Zlikwidują szkołę, by ją uratować?
Powoli krystalizują się plany gminy wobec szkoły w Gogołowej. Gmina zamierza przyłączyć placówkę do Zespołu Szkolno-Przedszkolnego w Połomi. Najpierw musi ją formalnie zlikwidować.
W skład Zespołu Szkół, który mieści się w otwartym w 1996 r. budynku, wchodzi szkoła podstawowa z oddziałami gimnazjalnymi oraz liceum ogólnokształcące. Przypomnijmy, w placówce tej uczy się coraz mniej uczniów. Budynek trzeba utrzymywać, nauczycieli trzeba zatrudniać, a jeśli w szkole uczy się mało uczniów, to oznacza to również niską subwencję z budżetu państwa (subwencja „idzie” za uczniem), która i tak nigdy nie pokrywa wszystkich wydatków, jakie gminy ponoszą w związku z utrzymanie szkół.

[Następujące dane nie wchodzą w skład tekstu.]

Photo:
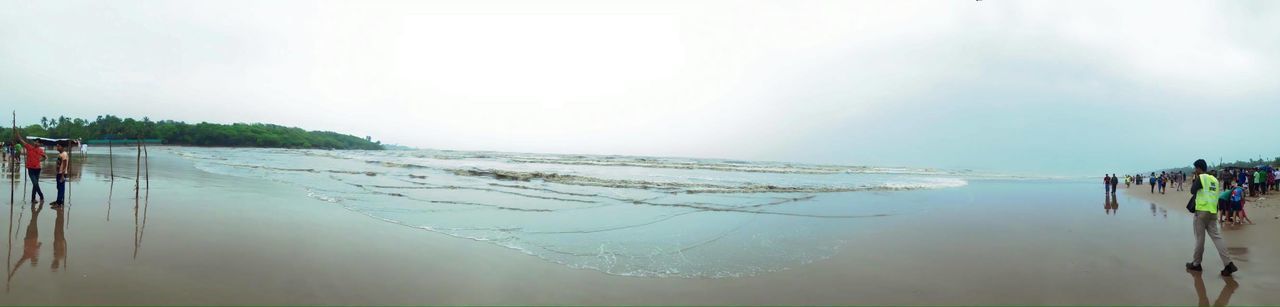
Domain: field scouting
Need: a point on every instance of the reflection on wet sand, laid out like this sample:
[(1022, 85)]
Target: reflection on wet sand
[(140, 228), (59, 241), (31, 243), (1224, 297), (1111, 204)]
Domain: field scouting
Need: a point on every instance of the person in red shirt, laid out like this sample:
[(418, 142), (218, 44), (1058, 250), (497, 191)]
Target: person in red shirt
[(35, 155)]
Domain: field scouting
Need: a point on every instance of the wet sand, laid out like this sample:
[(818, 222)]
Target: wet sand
[(199, 238)]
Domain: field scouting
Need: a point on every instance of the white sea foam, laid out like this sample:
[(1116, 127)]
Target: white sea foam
[(622, 215)]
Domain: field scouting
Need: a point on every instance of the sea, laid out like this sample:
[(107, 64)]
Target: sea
[(621, 215)]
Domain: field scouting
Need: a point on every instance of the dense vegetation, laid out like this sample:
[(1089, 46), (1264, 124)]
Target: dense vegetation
[(170, 132)]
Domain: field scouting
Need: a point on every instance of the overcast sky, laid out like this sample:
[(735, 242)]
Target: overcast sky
[(1059, 87)]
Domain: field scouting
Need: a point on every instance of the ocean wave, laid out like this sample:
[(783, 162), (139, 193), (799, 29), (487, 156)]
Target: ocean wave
[(686, 187)]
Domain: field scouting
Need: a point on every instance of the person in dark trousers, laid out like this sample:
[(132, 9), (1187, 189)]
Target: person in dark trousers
[(1152, 179), (1115, 183), (35, 155), (63, 169), (1203, 205)]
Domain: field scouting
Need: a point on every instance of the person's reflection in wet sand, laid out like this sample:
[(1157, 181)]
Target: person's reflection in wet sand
[(1223, 297), (31, 243), (1106, 205), (59, 241), (1115, 205)]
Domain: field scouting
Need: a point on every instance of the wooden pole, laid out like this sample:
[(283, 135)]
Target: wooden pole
[(137, 177), (146, 159)]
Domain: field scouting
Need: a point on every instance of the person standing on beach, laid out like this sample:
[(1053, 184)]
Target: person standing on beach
[(63, 166), (1275, 179), (1115, 183), (1203, 205), (1258, 178), (1152, 179), (35, 155), (1162, 181)]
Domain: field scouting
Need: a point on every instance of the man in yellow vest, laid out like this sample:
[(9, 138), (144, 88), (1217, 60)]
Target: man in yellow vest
[(1203, 205)]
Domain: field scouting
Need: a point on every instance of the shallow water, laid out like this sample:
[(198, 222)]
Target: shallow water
[(638, 216)]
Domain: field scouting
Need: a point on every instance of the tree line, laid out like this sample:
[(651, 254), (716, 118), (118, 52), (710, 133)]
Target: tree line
[(170, 132)]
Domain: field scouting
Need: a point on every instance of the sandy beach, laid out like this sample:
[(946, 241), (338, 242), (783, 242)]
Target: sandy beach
[(201, 238)]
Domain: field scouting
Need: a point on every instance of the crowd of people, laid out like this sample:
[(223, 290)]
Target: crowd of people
[(1217, 197), (1237, 184), (1159, 183)]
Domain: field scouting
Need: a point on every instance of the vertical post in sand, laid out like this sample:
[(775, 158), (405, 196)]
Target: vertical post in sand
[(110, 159), (137, 177)]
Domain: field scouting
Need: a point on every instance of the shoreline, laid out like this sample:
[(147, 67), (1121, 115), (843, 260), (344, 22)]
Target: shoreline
[(202, 238)]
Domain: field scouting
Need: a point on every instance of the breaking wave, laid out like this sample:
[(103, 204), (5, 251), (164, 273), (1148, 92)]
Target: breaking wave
[(621, 215)]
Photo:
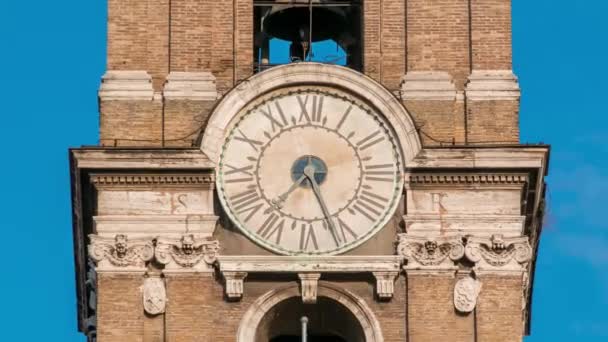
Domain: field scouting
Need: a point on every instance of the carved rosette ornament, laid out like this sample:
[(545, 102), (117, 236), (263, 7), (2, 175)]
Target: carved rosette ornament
[(499, 253), (423, 252), (120, 253), (466, 291), (188, 252), (154, 296)]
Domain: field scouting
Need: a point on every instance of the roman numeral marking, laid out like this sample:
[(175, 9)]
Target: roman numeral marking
[(273, 121), (269, 229), (307, 235), (379, 173), (317, 108), (344, 117), (344, 228), (234, 169), (246, 202), (366, 143), (253, 143)]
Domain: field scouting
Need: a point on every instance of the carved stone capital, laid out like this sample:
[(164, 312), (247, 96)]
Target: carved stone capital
[(309, 286), (234, 284), (187, 253), (466, 291), (498, 252), (154, 295), (385, 284), (422, 252), (120, 253)]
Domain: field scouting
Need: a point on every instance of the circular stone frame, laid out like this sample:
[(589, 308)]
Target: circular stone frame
[(311, 74), (256, 312)]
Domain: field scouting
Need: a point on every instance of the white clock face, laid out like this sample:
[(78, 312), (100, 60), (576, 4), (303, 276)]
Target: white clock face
[(309, 171)]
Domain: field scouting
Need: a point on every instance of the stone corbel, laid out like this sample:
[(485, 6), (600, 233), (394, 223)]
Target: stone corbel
[(309, 283), (499, 253), (234, 284), (187, 254), (120, 253), (430, 253), (154, 296), (385, 284)]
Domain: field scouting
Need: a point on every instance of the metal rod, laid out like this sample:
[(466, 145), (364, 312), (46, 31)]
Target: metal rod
[(304, 321)]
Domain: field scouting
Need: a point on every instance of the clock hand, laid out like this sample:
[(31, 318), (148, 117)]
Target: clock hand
[(278, 202), (309, 171)]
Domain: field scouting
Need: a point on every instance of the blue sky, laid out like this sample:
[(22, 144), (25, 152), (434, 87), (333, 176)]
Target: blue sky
[(52, 57)]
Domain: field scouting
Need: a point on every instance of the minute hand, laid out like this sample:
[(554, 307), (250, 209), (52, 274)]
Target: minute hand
[(310, 173)]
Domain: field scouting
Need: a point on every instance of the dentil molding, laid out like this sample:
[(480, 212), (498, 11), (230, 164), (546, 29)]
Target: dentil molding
[(499, 253), (187, 254), (423, 252)]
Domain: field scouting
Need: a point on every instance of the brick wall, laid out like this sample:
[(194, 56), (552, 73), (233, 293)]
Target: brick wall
[(120, 312), (431, 313)]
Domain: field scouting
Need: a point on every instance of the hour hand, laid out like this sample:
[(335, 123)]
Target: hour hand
[(309, 171), (279, 201)]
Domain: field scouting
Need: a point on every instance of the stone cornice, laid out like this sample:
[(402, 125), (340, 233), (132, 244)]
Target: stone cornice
[(465, 179), (146, 180)]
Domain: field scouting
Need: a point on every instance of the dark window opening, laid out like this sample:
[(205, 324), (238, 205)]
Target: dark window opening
[(324, 31)]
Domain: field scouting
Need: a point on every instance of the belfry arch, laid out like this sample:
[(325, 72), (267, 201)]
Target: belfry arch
[(311, 74), (338, 315)]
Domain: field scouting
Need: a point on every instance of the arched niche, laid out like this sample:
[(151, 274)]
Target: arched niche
[(311, 74), (352, 319)]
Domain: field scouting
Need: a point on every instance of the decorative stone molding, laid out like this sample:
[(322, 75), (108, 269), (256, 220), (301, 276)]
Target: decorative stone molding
[(498, 252), (466, 292), (147, 180), (194, 86), (428, 85), (129, 85), (154, 295), (120, 253), (383, 265), (234, 284), (490, 85), (186, 253), (308, 286), (493, 179), (422, 252), (385, 284)]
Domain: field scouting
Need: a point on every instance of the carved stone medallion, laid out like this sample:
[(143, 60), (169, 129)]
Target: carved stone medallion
[(155, 296), (466, 291)]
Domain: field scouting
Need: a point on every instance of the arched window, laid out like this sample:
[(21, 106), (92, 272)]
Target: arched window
[(324, 31)]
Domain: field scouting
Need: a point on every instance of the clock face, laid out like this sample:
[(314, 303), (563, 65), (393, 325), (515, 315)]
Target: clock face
[(309, 171)]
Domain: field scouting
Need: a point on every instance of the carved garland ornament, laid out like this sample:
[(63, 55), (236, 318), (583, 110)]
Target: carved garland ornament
[(188, 252), (499, 252), (425, 252), (120, 251)]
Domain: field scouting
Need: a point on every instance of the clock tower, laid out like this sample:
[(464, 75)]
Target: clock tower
[(348, 170)]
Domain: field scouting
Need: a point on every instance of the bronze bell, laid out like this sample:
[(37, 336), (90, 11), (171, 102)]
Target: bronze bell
[(292, 22)]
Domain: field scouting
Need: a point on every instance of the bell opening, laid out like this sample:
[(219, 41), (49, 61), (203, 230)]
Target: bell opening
[(323, 31)]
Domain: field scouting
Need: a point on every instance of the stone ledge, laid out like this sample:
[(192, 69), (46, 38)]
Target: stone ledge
[(299, 264), (194, 86), (492, 85), (126, 85), (428, 85)]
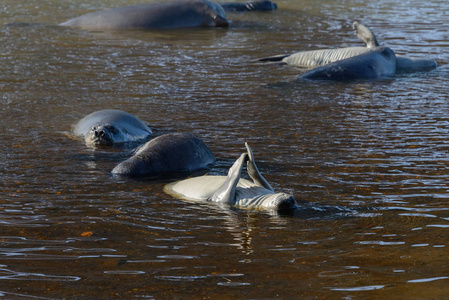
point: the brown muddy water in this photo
(369, 161)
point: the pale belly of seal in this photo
(247, 193)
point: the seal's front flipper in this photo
(253, 171)
(226, 192)
(366, 35)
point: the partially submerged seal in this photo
(377, 63)
(234, 190)
(164, 15)
(261, 5)
(316, 58)
(110, 126)
(168, 153)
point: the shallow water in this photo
(367, 160)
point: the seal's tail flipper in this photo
(253, 171)
(226, 192)
(366, 35)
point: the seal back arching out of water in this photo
(168, 153)
(111, 126)
(261, 5)
(234, 190)
(164, 15)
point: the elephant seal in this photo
(261, 5)
(110, 126)
(377, 63)
(234, 190)
(165, 15)
(168, 153)
(314, 58)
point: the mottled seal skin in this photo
(262, 5)
(377, 63)
(165, 15)
(234, 190)
(169, 153)
(315, 58)
(110, 126)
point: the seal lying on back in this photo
(165, 15)
(234, 190)
(314, 58)
(377, 63)
(169, 153)
(111, 126)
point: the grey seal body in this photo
(377, 63)
(165, 15)
(261, 5)
(316, 58)
(169, 153)
(110, 126)
(234, 190)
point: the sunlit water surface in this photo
(369, 161)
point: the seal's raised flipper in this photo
(253, 171)
(366, 35)
(226, 192)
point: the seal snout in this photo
(284, 202)
(100, 135)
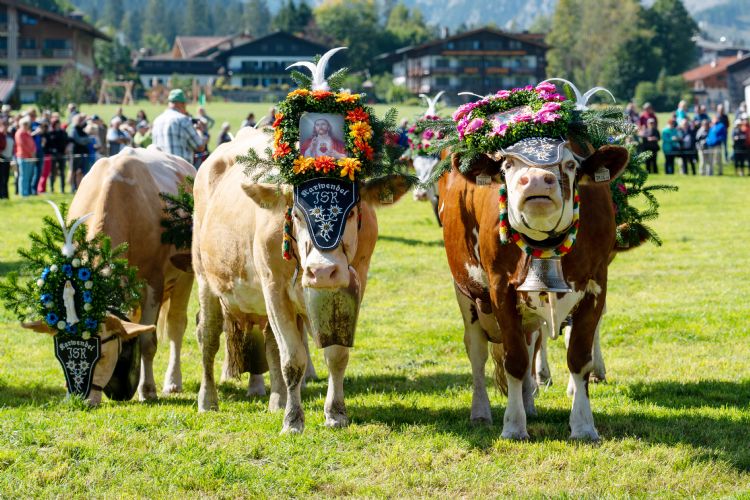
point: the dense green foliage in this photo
(673, 416)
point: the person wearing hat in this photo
(173, 130)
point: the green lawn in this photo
(674, 416)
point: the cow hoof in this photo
(481, 421)
(337, 420)
(172, 389)
(585, 434)
(518, 435)
(275, 402)
(257, 386)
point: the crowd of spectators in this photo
(699, 140)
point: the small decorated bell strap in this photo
(286, 245)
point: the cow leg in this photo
(543, 373)
(580, 364)
(176, 319)
(277, 400)
(209, 328)
(149, 316)
(475, 341)
(529, 387)
(337, 358)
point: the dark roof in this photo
(62, 19)
(530, 38)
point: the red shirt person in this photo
(322, 143)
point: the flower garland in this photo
(71, 290)
(495, 122)
(421, 136)
(507, 233)
(358, 130)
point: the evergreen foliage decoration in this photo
(587, 127)
(101, 279)
(178, 220)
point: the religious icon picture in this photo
(322, 134)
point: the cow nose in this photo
(322, 275)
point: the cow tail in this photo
(498, 357)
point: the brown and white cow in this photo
(237, 257)
(487, 273)
(122, 192)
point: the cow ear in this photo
(125, 329)
(182, 261)
(39, 326)
(267, 195)
(384, 190)
(605, 165)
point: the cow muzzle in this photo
(333, 312)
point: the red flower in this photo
(324, 164)
(357, 115)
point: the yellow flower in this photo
(302, 164)
(295, 93)
(349, 166)
(360, 130)
(347, 97)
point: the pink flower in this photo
(546, 87)
(499, 129)
(522, 117)
(474, 125)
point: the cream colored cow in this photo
(122, 192)
(241, 273)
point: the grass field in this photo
(674, 415)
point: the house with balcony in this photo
(36, 44)
(481, 61)
(243, 61)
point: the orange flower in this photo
(298, 92)
(360, 130)
(321, 94)
(365, 148)
(302, 164)
(324, 164)
(357, 115)
(347, 97)
(282, 149)
(350, 167)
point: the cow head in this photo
(112, 334)
(541, 176)
(327, 267)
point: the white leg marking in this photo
(514, 420)
(581, 418)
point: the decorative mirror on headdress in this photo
(71, 290)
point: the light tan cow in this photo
(122, 192)
(241, 273)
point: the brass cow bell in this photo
(545, 275)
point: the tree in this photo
(674, 30)
(257, 17)
(352, 23)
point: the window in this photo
(56, 43)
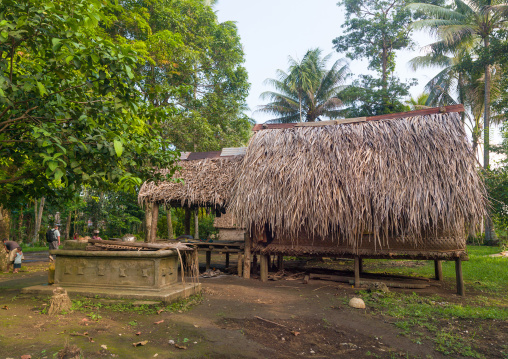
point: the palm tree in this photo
(308, 91)
(474, 21)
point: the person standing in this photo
(17, 260)
(10, 247)
(53, 238)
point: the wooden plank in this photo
(438, 269)
(458, 275)
(263, 267)
(180, 246)
(246, 260)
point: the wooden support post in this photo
(458, 275)
(357, 272)
(263, 267)
(255, 264)
(208, 259)
(155, 217)
(195, 261)
(246, 260)
(438, 270)
(280, 262)
(240, 264)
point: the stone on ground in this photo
(357, 303)
(59, 302)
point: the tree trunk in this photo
(186, 222)
(486, 136)
(148, 221)
(4, 223)
(68, 226)
(196, 223)
(170, 223)
(38, 218)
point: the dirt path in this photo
(297, 320)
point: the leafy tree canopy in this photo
(192, 72)
(69, 107)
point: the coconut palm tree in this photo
(474, 21)
(308, 91)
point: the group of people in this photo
(15, 253)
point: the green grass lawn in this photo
(481, 272)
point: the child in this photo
(17, 260)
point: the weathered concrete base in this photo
(166, 295)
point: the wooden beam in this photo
(240, 263)
(280, 262)
(438, 270)
(263, 267)
(155, 217)
(208, 259)
(357, 272)
(246, 260)
(458, 275)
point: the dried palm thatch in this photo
(413, 178)
(206, 183)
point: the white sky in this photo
(273, 30)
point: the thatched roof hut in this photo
(396, 185)
(207, 180)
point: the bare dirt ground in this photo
(235, 318)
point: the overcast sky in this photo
(273, 30)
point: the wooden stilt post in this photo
(246, 261)
(438, 269)
(208, 259)
(240, 264)
(280, 262)
(263, 267)
(195, 260)
(458, 275)
(255, 264)
(155, 217)
(357, 272)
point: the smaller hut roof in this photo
(206, 180)
(226, 221)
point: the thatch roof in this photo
(207, 181)
(409, 177)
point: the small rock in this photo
(357, 303)
(377, 287)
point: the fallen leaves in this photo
(144, 342)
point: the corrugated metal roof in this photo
(233, 151)
(202, 155)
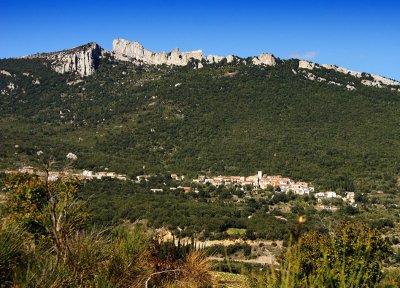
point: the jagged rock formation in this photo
(134, 51)
(6, 73)
(82, 60)
(264, 59)
(373, 80)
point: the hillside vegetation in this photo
(223, 118)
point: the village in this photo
(259, 181)
(56, 175)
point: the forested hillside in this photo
(221, 119)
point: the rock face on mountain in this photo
(264, 59)
(83, 60)
(135, 52)
(373, 80)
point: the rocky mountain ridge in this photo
(84, 60)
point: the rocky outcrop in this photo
(373, 80)
(6, 73)
(83, 60)
(135, 52)
(303, 64)
(264, 59)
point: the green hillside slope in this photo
(223, 118)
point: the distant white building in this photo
(328, 194)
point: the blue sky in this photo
(359, 35)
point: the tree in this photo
(353, 255)
(46, 210)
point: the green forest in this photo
(221, 119)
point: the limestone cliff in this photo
(82, 60)
(135, 52)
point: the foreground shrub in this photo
(350, 257)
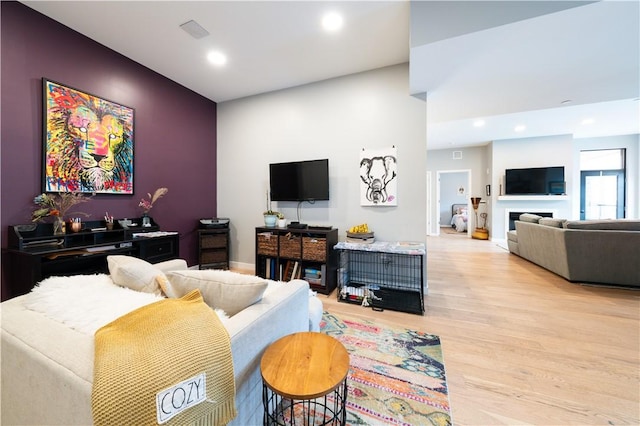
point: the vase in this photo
(59, 227)
(270, 220)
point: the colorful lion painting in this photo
(88, 143)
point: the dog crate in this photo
(382, 275)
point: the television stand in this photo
(297, 225)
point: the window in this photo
(602, 184)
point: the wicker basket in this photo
(268, 244)
(290, 246)
(314, 249)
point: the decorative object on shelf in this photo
(75, 224)
(360, 234)
(270, 216)
(57, 206)
(480, 233)
(147, 204)
(59, 227)
(105, 130)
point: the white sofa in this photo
(47, 367)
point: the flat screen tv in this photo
(299, 180)
(535, 181)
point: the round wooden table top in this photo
(304, 365)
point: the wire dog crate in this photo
(383, 275)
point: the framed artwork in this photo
(378, 177)
(88, 142)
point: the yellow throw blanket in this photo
(152, 366)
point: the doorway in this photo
(602, 184)
(453, 187)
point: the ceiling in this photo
(506, 62)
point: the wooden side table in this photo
(304, 378)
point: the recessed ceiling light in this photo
(332, 21)
(217, 58)
(194, 29)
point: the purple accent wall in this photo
(175, 128)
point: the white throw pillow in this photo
(226, 290)
(134, 273)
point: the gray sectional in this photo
(588, 251)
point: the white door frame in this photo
(429, 205)
(466, 196)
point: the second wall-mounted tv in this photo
(299, 180)
(535, 181)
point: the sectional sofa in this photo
(593, 251)
(47, 366)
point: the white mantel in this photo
(533, 197)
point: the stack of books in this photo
(314, 276)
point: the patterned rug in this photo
(396, 375)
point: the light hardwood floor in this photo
(522, 345)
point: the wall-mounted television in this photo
(535, 181)
(299, 180)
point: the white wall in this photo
(531, 152)
(332, 119)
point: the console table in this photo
(35, 253)
(383, 274)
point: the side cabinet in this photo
(213, 248)
(308, 254)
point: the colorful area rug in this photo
(396, 375)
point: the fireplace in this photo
(511, 215)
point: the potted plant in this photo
(147, 204)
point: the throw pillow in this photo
(134, 273)
(605, 224)
(549, 221)
(226, 290)
(530, 217)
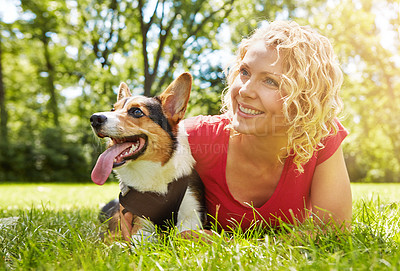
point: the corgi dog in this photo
(150, 154)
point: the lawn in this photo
(55, 227)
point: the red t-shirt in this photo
(209, 140)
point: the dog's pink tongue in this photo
(104, 164)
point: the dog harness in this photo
(158, 208)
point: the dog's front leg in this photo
(134, 228)
(190, 216)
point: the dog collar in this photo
(158, 208)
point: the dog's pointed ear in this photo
(175, 98)
(124, 91)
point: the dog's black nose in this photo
(97, 120)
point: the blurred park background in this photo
(62, 60)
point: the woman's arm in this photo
(330, 191)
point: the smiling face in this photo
(256, 97)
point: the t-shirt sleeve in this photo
(331, 144)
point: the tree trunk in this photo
(53, 105)
(3, 110)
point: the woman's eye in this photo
(271, 82)
(136, 112)
(243, 72)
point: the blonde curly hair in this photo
(310, 85)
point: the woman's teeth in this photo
(249, 111)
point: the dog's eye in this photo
(136, 112)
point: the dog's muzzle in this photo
(97, 120)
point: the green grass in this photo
(57, 229)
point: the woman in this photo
(275, 154)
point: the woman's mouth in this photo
(249, 111)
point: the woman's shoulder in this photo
(206, 125)
(332, 142)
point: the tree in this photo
(360, 32)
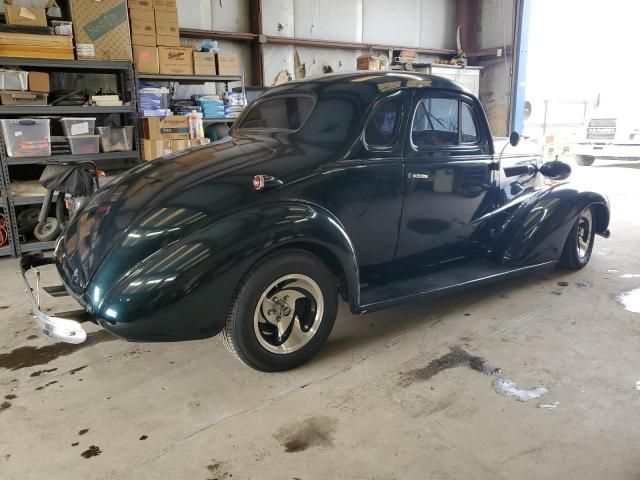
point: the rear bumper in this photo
(56, 328)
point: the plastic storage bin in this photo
(115, 139)
(13, 80)
(82, 144)
(27, 137)
(78, 126)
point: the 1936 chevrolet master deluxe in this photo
(376, 187)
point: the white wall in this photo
(496, 30)
(408, 23)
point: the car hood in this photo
(166, 200)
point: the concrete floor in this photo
(360, 409)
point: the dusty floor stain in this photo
(48, 384)
(315, 431)
(40, 372)
(508, 388)
(630, 300)
(23, 357)
(92, 451)
(76, 370)
(457, 357)
(218, 471)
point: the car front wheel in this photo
(579, 244)
(282, 312)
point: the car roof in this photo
(380, 80)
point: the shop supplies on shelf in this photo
(154, 101)
(27, 137)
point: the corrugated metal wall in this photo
(412, 23)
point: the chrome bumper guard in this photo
(56, 328)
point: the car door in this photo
(448, 180)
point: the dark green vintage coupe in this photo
(375, 188)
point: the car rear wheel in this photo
(282, 312)
(579, 245)
(585, 160)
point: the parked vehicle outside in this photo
(615, 137)
(373, 187)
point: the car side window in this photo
(468, 130)
(435, 122)
(383, 124)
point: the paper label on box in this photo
(26, 13)
(80, 128)
(86, 50)
(106, 22)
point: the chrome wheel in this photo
(288, 314)
(585, 224)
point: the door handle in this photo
(418, 176)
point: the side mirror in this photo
(556, 170)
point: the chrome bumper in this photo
(61, 329)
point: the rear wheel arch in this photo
(602, 214)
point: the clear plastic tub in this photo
(14, 80)
(27, 137)
(83, 144)
(115, 139)
(78, 126)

W tym roku szkolnym w Gogołowej nie udało się utworzyć pierwszej klasy w liceum. Zgłosiło się za mało uczniów. Szkoła średnia w małej miejscowości, która wedle zamierzeń ówczesnych włodarzy gminy, miała być elitarna, nigdy elitarną się nie stała. Za to szerokim echem odbiły się informacje o słabych wynikach egzaminów maturalnych tutejszych maturzystów – ostatnimi czasy najsłabszych w powiecie.
W dodatku w wyniku kolejnej reformy oświaty wygaszono również gimnazjum. Co prawda gmina reaktywowała szkołę podstawową, ale póki co tylko dla uczniów klas starszych, tj. siódmych i ósmych. W efekcie obecnie w Zespole działa 8 oddziałów – 4 oddziały szkoły podstawowej (po dwie klasy siódme i ósme), 2 oddziały gimnazjalne (dwie klasy trzecie) oraz 2 oddziały licealne (klasa druga i trzecia).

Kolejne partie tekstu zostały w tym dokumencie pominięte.